Faut-il également rappeler que M. Badio CAMARA a piloté dans l’ombre pour le compte de son mentor Macky SALL tout le procès de la CREI ? Incontestablement, le Président de la Cour Suprême a fait la preuve qu’il n’est ni impartial, ni indépendant. Il n’est pas qualifié pour organiser le procès juste et équitable qui serait exigé dans tout État de droit.

Pour toutes ces raisons, je ne peux avoir confiance en M. Badio CAMARA, que le sens de l’honneur, de la dignité et de la loyauté s’imposant à un magistrat aurait dû pousser à se disqualifier lui-même, sans attendre que je le fasse à sa place.

La complicité de M. Badio CAMARA avec Macky SALL est manifeste, alors que la Cour suprême a simplement à statuer sur une question de compétence, qui devrait normalement entraîner le renvoi devant un autre président de tribunal d’instance du Sénégal.

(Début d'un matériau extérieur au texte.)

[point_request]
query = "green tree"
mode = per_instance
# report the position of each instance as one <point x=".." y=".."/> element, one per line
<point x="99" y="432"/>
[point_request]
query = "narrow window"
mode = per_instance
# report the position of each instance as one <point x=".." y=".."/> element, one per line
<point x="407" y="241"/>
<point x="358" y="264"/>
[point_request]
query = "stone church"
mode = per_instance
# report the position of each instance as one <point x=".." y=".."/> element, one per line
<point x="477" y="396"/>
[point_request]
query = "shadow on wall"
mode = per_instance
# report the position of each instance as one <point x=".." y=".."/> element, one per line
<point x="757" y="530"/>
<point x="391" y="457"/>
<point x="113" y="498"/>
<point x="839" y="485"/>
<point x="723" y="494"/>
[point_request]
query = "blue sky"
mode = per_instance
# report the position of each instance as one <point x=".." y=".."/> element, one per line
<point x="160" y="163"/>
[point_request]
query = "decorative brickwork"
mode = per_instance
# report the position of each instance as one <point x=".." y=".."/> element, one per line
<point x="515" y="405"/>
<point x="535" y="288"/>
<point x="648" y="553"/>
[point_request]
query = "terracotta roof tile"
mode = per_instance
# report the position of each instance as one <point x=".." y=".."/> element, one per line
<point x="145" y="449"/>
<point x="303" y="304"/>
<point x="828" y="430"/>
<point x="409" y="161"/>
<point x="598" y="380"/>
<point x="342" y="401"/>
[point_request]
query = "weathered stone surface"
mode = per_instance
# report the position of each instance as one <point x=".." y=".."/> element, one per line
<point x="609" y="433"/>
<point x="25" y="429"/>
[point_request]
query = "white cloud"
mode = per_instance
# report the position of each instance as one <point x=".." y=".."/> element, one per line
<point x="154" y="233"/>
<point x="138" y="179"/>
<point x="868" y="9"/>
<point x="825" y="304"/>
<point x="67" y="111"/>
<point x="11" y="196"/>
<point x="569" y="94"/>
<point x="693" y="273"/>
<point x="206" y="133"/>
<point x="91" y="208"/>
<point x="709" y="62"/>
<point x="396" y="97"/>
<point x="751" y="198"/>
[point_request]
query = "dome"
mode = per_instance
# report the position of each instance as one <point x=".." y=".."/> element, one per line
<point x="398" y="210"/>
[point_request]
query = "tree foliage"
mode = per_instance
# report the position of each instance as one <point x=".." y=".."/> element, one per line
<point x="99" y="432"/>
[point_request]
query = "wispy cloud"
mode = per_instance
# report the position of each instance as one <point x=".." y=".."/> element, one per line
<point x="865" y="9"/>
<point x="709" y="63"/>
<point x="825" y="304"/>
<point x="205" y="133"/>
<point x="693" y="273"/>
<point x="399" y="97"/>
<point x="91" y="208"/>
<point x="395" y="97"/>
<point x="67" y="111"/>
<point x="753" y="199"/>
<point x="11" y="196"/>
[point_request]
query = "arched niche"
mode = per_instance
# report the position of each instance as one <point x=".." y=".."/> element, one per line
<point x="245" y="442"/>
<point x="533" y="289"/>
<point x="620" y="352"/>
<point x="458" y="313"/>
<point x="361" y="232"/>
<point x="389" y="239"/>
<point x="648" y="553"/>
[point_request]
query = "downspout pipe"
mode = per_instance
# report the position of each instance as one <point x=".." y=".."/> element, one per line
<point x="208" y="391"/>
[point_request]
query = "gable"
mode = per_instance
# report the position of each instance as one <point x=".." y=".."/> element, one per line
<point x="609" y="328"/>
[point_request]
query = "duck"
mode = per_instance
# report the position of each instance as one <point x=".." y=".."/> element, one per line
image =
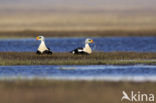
<point x="86" y="50"/>
<point x="43" y="49"/>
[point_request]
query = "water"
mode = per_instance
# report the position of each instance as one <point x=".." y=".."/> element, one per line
<point x="104" y="44"/>
<point x="81" y="72"/>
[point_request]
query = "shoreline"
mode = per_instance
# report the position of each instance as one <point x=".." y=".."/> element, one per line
<point x="82" y="33"/>
<point x="96" y="58"/>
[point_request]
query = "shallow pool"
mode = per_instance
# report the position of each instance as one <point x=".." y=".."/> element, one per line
<point x="105" y="44"/>
<point x="81" y="72"/>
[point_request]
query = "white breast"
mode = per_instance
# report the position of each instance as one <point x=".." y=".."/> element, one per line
<point x="42" y="47"/>
<point x="87" y="49"/>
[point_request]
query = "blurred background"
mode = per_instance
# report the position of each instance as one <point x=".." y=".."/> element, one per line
<point x="68" y="15"/>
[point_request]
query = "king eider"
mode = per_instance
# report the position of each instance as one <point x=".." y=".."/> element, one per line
<point x="85" y="50"/>
<point x="42" y="49"/>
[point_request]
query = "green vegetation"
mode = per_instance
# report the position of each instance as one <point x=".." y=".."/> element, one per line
<point x="51" y="91"/>
<point x="97" y="58"/>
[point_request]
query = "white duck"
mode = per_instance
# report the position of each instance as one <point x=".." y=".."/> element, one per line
<point x="42" y="49"/>
<point x="86" y="50"/>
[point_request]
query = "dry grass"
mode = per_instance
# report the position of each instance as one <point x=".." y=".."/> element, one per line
<point x="45" y="91"/>
<point x="97" y="58"/>
<point x="23" y="34"/>
<point x="77" y="21"/>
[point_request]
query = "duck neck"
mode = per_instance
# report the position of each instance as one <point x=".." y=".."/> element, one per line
<point x="87" y="48"/>
<point x="42" y="46"/>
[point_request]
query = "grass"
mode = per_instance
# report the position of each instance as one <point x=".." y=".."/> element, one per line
<point x="97" y="58"/>
<point x="51" y="91"/>
<point x="85" y="33"/>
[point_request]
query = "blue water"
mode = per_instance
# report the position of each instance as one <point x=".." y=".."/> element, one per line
<point x="105" y="44"/>
<point x="83" y="72"/>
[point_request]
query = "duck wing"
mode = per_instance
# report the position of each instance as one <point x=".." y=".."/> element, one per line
<point x="78" y="51"/>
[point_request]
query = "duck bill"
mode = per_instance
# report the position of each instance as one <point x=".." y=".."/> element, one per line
<point x="92" y="41"/>
<point x="37" y="38"/>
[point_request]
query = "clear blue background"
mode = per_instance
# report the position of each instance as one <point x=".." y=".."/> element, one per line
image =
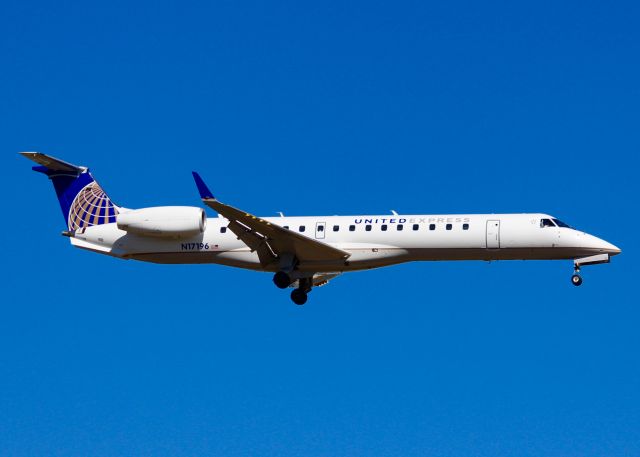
<point x="322" y="108"/>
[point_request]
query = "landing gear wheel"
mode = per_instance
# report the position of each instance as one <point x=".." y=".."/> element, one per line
<point x="299" y="297"/>
<point x="281" y="280"/>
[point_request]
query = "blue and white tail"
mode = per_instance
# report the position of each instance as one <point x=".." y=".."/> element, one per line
<point x="82" y="200"/>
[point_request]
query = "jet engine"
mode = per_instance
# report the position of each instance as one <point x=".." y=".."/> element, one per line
<point x="164" y="221"/>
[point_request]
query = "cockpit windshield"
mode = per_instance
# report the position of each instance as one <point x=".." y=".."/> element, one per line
<point x="559" y="223"/>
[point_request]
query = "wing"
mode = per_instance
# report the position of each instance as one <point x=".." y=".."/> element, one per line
<point x="270" y="241"/>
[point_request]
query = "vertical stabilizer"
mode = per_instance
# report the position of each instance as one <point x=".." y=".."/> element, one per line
<point x="82" y="200"/>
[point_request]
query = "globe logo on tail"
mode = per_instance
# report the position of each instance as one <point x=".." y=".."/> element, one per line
<point x="90" y="207"/>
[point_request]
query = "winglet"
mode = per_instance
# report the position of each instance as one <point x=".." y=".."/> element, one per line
<point x="205" y="193"/>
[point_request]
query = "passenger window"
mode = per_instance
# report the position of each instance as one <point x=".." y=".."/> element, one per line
<point x="559" y="223"/>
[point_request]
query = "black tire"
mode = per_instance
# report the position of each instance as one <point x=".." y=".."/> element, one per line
<point x="299" y="297"/>
<point x="281" y="280"/>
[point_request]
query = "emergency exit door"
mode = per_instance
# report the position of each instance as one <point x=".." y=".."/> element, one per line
<point x="493" y="234"/>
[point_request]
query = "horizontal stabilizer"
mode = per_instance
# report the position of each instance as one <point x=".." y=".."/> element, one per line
<point x="51" y="162"/>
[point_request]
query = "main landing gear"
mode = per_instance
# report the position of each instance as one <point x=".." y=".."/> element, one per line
<point x="282" y="280"/>
<point x="299" y="295"/>
<point x="576" y="279"/>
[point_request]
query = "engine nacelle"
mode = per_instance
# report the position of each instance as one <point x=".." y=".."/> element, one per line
<point x="164" y="221"/>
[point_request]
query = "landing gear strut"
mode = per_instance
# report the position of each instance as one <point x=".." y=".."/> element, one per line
<point x="282" y="280"/>
<point x="299" y="295"/>
<point x="576" y="279"/>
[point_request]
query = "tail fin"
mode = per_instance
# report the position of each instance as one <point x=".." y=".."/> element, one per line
<point x="82" y="200"/>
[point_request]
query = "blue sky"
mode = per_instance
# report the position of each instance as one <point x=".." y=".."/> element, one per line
<point x="325" y="108"/>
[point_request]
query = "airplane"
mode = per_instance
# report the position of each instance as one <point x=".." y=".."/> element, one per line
<point x="303" y="252"/>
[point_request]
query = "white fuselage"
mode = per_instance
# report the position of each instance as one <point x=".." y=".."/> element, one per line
<point x="371" y="241"/>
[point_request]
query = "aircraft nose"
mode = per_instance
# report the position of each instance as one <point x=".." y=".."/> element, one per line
<point x="607" y="247"/>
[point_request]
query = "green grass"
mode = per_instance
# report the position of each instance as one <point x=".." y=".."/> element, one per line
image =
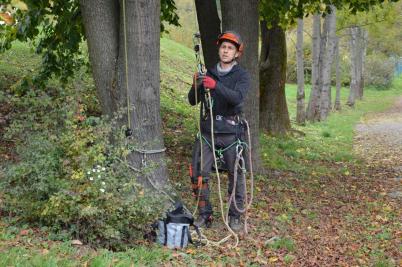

Notre justice regorge de magistrats indépendants et honnêtes, professionnels et compétents, ayant la ferme volonté de rendre des décisions impartiales et justes, acceptées par tous et contribuant au respect de l’État de droit et de la démocratie.

Tous ces magistrats incorruptibles sont volontairement écartés par Macky SALL au profit d’autres manipulables. Le moment est venu pour ces magistrats soumis aux ordres de Macky SALL d’être remplacés pour que notre pays retrouve une justice digne de ce nom. Les organisations des droits de l’homme et les ONG de lutte contre la corruption doivent alerter l’opinion publique et demander une enquête internationale indépendante sur l’origine de la fortune démesurée de cette poignée de juges aux ordres qui est sans commune mesure avec celle de la majorité de leurs collègues magistrats.

Pour ma part, je n’accepte pas qu’un seul de mes droits soit violé et piétiné par Macky SALL et son clan de juges aux ordres. Je mènerai vigoureusement, inlassablement, un combat politique pour recouvrer tous mes droits de citoyen sénégalais, pour que la justice et l’État de droit redeviennent la fierté de tous les Sénégalais et qu’il soit mis fin au règne de l’injustice. Il n’y a rien à attendre de cette Cour Suprême actuelle présidée par M. Badio CAMARA qui est devenue une annexe du palais présidentiel, et qui, en aucune manière, ne décidera de mon sort.

Ne pouvant obtenir justice dans mon propre pays, je saisirai toutes les juridictions internationales pour faire respecter mes droits fondamentaux et pour que soient imposées à Macky SALL et à son clan mon inscription sur les listes électorales et mon éligibilité afin qu’ils soient balayés du pouvoir au soir du 24 février 2019.